I come across a bug where given two list of objects, if they are not equivalent then something will update. The bug was that even though the two lists are not equivalent, nothing was updated in the database. When looking into the code, it was something like this. The SomeObjectComparer is used to determine if two objects are equal since SomeObject is a complex object.
public void UpdateIfHasChanges(List<SomeObject> current, List<SomeObject> newChanges)
{
if (current.Except(newChanges, new SomeObjectComparer()).Any() ||
newChanges.Except(current, new SomeObjectComparer()).Any())
{
// Update something here
}
}
Or to make the example simpler, I’ll use a list of string here
public void UpdateIfNotEquivalent(List<string> current, List<string> newChanges)
{
if (current.Except(newChanges).Any() ||
newChanges.Except(current).Any())
{
// Update something here
}
}
That code above will probably work if the lists can only have unique values.
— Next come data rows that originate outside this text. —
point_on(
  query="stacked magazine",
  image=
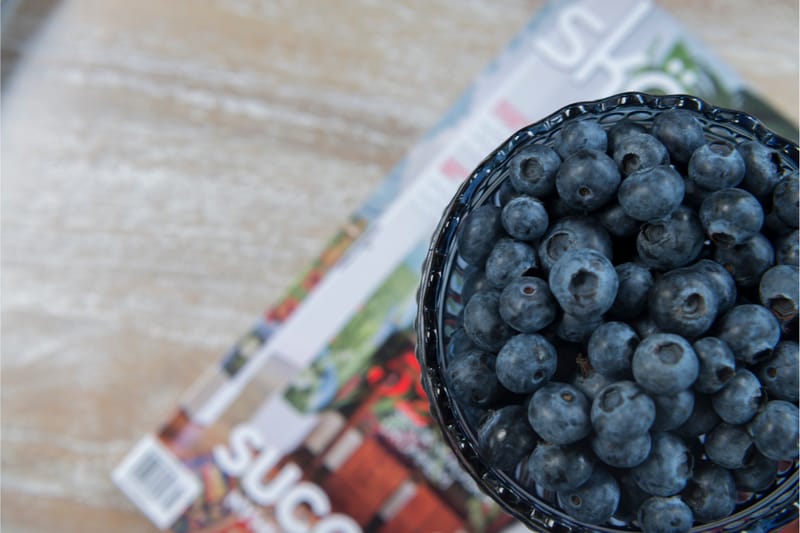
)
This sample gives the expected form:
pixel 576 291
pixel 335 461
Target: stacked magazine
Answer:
pixel 315 420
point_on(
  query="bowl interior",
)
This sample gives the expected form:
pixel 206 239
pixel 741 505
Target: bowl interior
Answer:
pixel 445 273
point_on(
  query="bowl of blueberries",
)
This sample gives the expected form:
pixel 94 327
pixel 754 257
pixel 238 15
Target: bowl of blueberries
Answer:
pixel 608 320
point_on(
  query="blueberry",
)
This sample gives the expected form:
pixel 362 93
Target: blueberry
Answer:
pixel 589 382
pixel 645 326
pixel 616 222
pixel 667 468
pixel 639 151
pixel 559 413
pixel 584 282
pixel 665 515
pixel 762 168
pixel 751 331
pixel 694 195
pixel 774 227
pixel 716 165
pixel 635 281
pixel 505 437
pixel 558 208
pixel 651 194
pixel 458 343
pixel 779 374
pixel 786 249
pixel 775 430
pixel 478 233
pixel 474 282
pixel 620 130
pixel 556 468
pixel 505 193
pixel 748 261
pixel 702 420
pixel 778 291
pixel 577 328
pixel 524 218
pixel 682 301
pixel 671 243
pixel 717 364
pixel 509 259
pixel 587 180
pixel 757 476
pixel 472 380
pixel 681 132
pixel 720 280
pixel 711 493
pixel 579 135
pixel 729 446
pixel 483 323
pixel 738 401
pixel 595 501
pixel 527 305
pixel 572 233
pixel 665 363
pixel 525 363
pixel 626 453
pixel 622 411
pixel 785 200
pixel 672 410
pixel 731 216
pixel 611 347
pixel 532 170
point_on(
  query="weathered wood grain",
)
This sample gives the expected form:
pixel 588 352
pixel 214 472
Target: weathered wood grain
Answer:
pixel 169 167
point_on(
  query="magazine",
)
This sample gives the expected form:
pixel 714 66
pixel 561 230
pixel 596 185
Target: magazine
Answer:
pixel 315 420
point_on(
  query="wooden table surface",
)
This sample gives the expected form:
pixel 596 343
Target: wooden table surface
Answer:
pixel 169 167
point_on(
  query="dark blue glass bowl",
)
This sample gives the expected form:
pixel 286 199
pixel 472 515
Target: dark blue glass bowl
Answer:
pixel 440 303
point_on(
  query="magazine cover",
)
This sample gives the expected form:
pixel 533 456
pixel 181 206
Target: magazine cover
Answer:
pixel 315 420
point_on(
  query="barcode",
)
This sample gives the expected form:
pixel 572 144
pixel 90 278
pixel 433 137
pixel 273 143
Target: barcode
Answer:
pixel 157 482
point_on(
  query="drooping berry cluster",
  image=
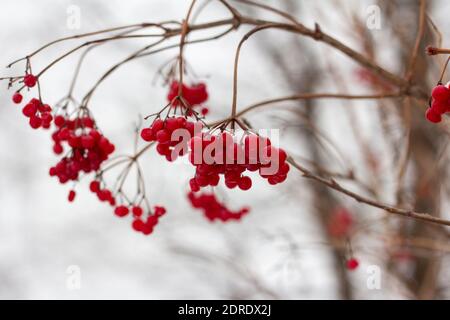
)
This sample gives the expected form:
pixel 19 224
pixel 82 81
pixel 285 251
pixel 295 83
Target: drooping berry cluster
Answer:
pixel 232 159
pixel 440 103
pixel 38 113
pixel 340 223
pixel 195 95
pixel 213 209
pixel 146 226
pixel 161 131
pixel 103 194
pixel 88 147
pixel 139 223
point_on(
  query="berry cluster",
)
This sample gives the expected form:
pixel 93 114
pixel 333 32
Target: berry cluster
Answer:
pixel 103 194
pixel 38 113
pixel 340 223
pixel 161 131
pixel 146 226
pixel 232 159
pixel 440 103
pixel 89 148
pixel 139 224
pixel 213 209
pixel 194 95
pixel 29 80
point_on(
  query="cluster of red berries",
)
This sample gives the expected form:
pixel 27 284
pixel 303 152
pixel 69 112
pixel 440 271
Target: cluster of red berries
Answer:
pixel 213 209
pixel 232 159
pixel 440 103
pixel 194 95
pixel 89 148
pixel 103 194
pixel 340 223
pixel 352 264
pixel 161 131
pixel 140 225
pixel 29 80
pixel 38 113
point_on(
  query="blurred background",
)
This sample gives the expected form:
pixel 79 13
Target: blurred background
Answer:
pixel 286 247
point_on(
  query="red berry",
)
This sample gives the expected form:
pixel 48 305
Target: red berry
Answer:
pixel 137 211
pixel 352 264
pixel 71 196
pixel 29 80
pixel 245 183
pixel 441 93
pixel 17 98
pixel 121 211
pixel 147 134
pixel 159 211
pixel 138 225
pixel 29 110
pixel 59 121
pixel 35 122
pixel 94 186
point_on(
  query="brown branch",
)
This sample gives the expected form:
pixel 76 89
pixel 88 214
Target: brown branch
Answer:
pixel 331 183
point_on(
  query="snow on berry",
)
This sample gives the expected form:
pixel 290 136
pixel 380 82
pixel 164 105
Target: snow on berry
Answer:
pixel 88 148
pixel 38 113
pixel 440 103
pixel 216 156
Something like days of the week the business is open. If there are two Mondays in newChanges and only one Monday in current, they are still equivalent and you might treat it as no differences between them (this obviously depends on each domain requirement).
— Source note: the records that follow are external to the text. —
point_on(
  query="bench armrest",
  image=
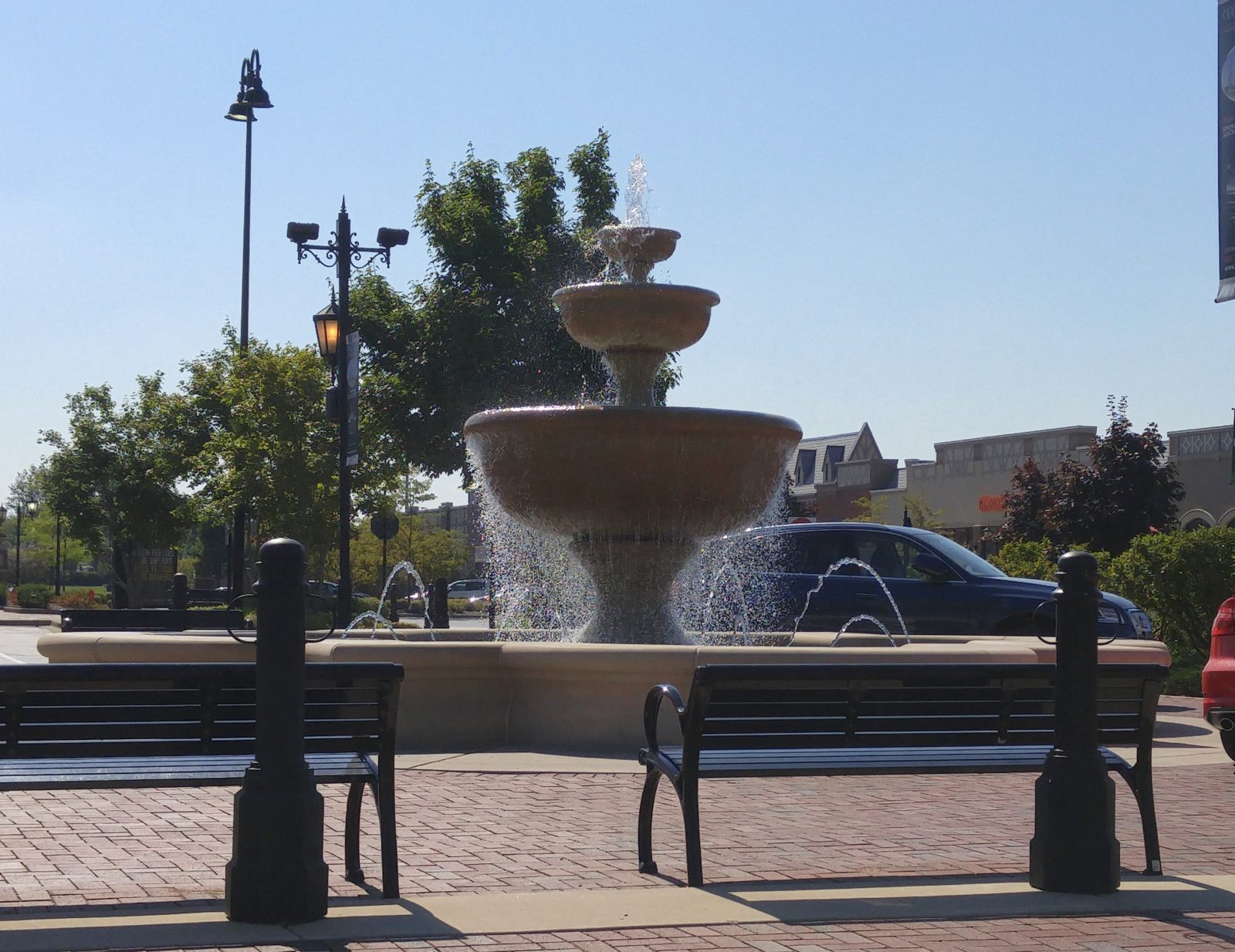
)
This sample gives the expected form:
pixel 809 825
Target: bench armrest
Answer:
pixel 652 711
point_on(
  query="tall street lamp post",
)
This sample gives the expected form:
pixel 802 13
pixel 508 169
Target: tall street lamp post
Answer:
pixel 252 96
pixel 341 347
pixel 30 507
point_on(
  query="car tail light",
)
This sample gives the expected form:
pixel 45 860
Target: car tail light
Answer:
pixel 1222 635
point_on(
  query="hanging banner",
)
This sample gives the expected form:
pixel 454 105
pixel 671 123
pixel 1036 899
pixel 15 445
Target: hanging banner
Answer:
pixel 1226 151
pixel 354 398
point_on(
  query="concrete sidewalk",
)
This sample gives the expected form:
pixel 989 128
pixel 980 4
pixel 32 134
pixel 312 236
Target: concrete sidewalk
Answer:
pixel 516 852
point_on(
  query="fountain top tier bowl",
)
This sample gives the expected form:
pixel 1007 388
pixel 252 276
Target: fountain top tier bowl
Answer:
pixel 638 247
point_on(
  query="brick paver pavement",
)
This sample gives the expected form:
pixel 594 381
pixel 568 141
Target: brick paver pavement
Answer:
pixel 519 832
pixel 1086 933
pixel 482 832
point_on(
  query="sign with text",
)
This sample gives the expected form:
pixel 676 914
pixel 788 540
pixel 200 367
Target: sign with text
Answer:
pixel 1226 151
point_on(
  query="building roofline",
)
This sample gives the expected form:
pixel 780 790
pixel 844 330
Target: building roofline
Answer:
pixel 1087 427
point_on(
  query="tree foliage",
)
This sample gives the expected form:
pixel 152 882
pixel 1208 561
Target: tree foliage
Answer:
pixel 1179 578
pixel 251 430
pixel 113 477
pixel 1125 491
pixel 481 330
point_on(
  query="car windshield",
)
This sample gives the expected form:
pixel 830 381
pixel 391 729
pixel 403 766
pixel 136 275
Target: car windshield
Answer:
pixel 971 562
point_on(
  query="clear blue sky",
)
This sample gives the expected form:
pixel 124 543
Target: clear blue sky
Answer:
pixel 949 219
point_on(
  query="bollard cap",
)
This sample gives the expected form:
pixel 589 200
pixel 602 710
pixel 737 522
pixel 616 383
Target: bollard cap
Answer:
pixel 1078 572
pixel 282 562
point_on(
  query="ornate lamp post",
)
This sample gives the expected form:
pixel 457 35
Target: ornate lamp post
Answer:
pixel 30 507
pixel 252 96
pixel 341 252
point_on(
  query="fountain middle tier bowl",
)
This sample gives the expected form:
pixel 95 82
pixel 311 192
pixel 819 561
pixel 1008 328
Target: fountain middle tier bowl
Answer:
pixel 635 316
pixel 631 472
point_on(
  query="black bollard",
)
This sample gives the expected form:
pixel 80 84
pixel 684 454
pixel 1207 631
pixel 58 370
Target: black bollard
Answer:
pixel 179 592
pixel 442 604
pixel 1074 849
pixel 277 873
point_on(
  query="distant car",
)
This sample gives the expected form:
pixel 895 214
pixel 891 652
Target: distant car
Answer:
pixel 939 587
pixel 1218 677
pixel 473 589
pixel 324 589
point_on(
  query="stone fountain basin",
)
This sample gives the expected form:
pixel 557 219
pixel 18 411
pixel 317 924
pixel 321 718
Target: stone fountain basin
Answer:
pixel 631 471
pixel 557 697
pixel 635 316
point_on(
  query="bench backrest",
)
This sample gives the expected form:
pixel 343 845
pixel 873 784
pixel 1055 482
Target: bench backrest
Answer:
pixel 134 711
pixel 782 707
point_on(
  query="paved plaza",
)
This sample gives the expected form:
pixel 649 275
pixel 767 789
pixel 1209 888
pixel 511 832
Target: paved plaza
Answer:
pixel 512 851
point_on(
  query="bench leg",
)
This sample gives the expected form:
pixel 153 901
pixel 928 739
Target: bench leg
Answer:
pixel 1142 788
pixel 352 832
pixel 689 793
pixel 646 804
pixel 384 792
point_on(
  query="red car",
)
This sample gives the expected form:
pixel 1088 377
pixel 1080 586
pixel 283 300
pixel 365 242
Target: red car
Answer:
pixel 1218 678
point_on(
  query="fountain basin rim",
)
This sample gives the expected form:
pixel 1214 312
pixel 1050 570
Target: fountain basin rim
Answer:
pixel 624 289
pixel 590 414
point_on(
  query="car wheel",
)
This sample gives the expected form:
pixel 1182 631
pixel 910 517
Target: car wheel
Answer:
pixel 1228 742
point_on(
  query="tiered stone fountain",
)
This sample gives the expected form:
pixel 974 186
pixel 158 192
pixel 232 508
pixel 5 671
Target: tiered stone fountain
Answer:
pixel 635 485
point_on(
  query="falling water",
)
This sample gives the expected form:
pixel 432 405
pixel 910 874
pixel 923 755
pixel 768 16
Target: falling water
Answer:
pixel 540 593
pixel 377 618
pixel 636 189
pixel 883 586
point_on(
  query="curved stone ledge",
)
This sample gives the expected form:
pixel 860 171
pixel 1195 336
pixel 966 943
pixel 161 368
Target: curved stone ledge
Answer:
pixel 551 697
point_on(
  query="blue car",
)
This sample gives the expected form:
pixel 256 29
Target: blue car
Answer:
pixel 939 587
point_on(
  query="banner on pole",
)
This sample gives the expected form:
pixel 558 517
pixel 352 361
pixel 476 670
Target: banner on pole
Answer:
pixel 1226 151
pixel 352 399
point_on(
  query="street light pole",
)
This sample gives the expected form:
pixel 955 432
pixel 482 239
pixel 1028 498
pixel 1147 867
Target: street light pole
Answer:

var current = new[] { "Monday", "Tuesday" };
var newChanges = new[] { "Monday", "Monday", "Tuesday" };
However, in cases where the requirement treats the above as not equivalent then this way of checking if the lists are different would give you the wrong result. Both current.Except(newChanges) and newChanges.Except(current) will have no values.
The developer we had working on this bug initially suggested adding length check before doing the Excepts.
if (current.Count != newChanges.Count ||
current.Except(newChanges).Any() ||
newChanges.Except(current).Any())
{
// Update something here
}
This fix only works if the lengths of the lists are different. It would still fail with this example
var current = new[] { "Monday", "Tuesday", "Tuesday" };
var newChanges = new[] { "Monday", "Monday", "Tuesday" };
Conclusion
Checking if two lists are equivalent can be complex or simple depending on the business requirements (whether duplicates are allowed, or if order of items matter, etc.). It can be quite complex if you need to deal with complex objects with lots of nested complex properties.